I Am Charlotte Simmons

June 2, 2005

Coincidence, I think not. Serendipity is more like it. I am looking at the new book shelf in my local library and what do I see but I Am Charlotte Simmons by Tom Wolfe and even though I am rereading The Hero for this blog I couldn’t resist. So guess what? The books are like bookends on the same subject with the earlier work probing in what seems now to be a very naive way the effect of sports on America while the later work digs in with relish to the very very sloppy American Sport’s Pie that we are all in the process of digesting.


What a trip . . .

May 16, 2005

Went back to google and guess what, pages and pages of articles on Lampell but no one apparently reviewed his novel. Now I get to go the library and check out the one reference I found to an article in Cosmopolitan.


The Hero

May 14, 2005

When I googled Millard Lampell, I discovered that he had died in 1997 and was much remembered for his early song writing and protest work with Pete Seeger and a group called the Weavers. I remember them well from the days when the only link I had with what was really happening in the world of the early 1960’s was an am radio that broadcast a folk music show every Saturday morning. The Weavers, Pete Seeger, Peter, Paul and Mary, the Kingston trio, and others formed the basis in song for what for many of us became the anti-war and Peace and Freedom movement. But I digress.

At the time I was busy listening to this music and the humor of Mort Sahl and Shelley Berman and Lenny Bruce, I had no idea the author of my favorite book was a part of it all. Possibly, this was because he was black-listed in the 50’s for his refusal to name names in the red scare era.


The Hero

May 10, 2005

I won’t say this is the first book I ever owned but it is the oldest one I still have out on loan. The Hero by Millard Lampell is a great sports story. And as I see as I begin rereading it for the umpteenth time in my life just as accurate now as it was so surprisingly to me then.


Some thoughts …

May 8, 2005

I love history romanticised. I wish I could go back to when I read The Burnished Blade the first time and relive it. Like most readers, I guess I hid out by reading. I know I would hide my book behind my textbook. One time my algebra teacher caught me and I still remember the bark of his voice as he yelled out my name. Luckily for me, he was also my line coach for football so when I repeatedly scored barely passing on my tests he gave me a little extra credit so that I could stay eligible. It wasn’t that I didn’t like algebra it just wasn’t history. Or very romantic.


Two Things . . .

April 30, 2005

I thought about after I finished my reading: All through the telling of the story, the writer took great pains to point out what was the way a properly brought up boy should behave. And how similar this was to my own upbringing in the care of my southern aunt and uncle. I recognize now though that though I’ve always known how to act, it has always concerned me that it does indeed sometimes feel like an act. Like I am an observer standing outside of myself and thinking of all the things I could have done instead.


I am so surprised

April 26, 2005

Well, imagine my surprise to find that this book, The Burnished Blade, still can take my imagination back in time. I’m at chapter 18 already, and Pierre, the young man who lost his parents at the story’s beginning ten years earlier is about to start a voyage to Constantinople. I had forgotten how much knowledge I gained about the time from this reading. The fact that blood letting was the most common cure for all illnesses has been a fact that stuck in my mind for years. And I think this book I remember reading that actually made me see that there were differences in cultures.
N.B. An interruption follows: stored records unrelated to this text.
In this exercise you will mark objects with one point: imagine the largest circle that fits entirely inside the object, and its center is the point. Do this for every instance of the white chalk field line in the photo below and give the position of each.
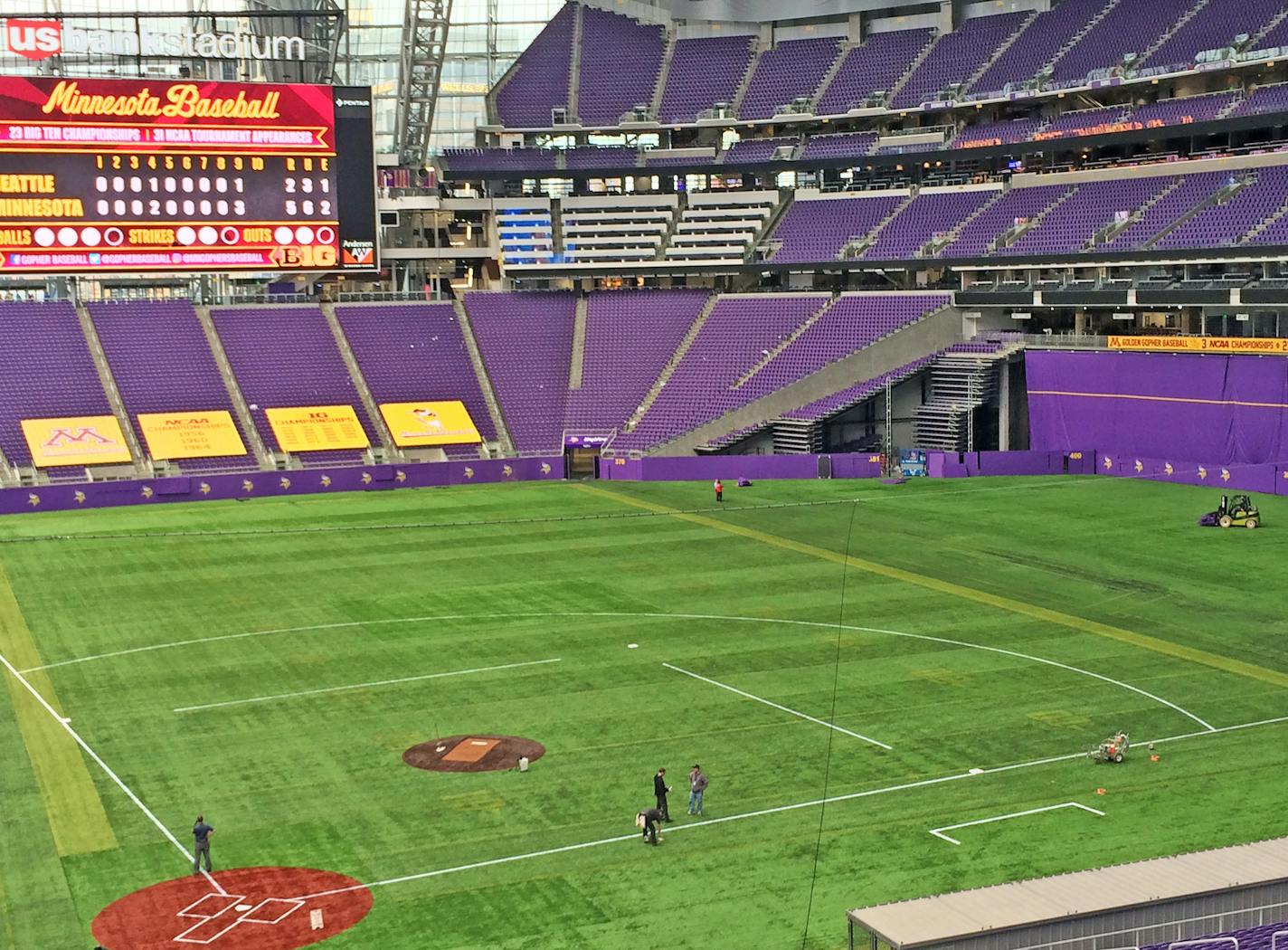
(107, 770)
(361, 686)
(939, 831)
(777, 706)
(775, 810)
(647, 615)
Now as I reread the story and especially after researching several historical fiction sites, I realize that this book definitely fits into the romantic fiction category. But when I first read it, it was the story of the boy’s adventures that I followed and they were not romantic.


The Burnished Blade

April 24, 2005

It’s the oldest book in my personal collection. Stolen from a library on board a converted troop ship when my family was on our way back from Guam in the Marianna’s. As I look at the book now I still remember the wonder I felt as I read the first sentences. “To travelers destined to die at the hands of bandits, death came silently in fifteenth century France. The weapons of the period did not make a sound.”

Well actually that’s not true. What I felt then and what I feel now as I begin to reread this wonderful book is probably still the same. I read like I eat – fast, devouring each page almost without chewing the images created there. But this writer, Lawrence Schnoonover, knew what he was about. For there in the first page and a half are the elements to drag any young boy’s attention into the moment. Bandits arrows fly, a nobleman and his lady die, and scared young boy like the reader is truly left to wonder why?

As a boy, I loved two kinds of stories, historical adventures and sports. And like most readers, liked best to use what I read to escape into my imagination.


Well, if this works . . .

April 21, 2005

I’ve wanted to write about the books I’ve read for a long time. It seems that something meaningful is possible if I can do this for myself.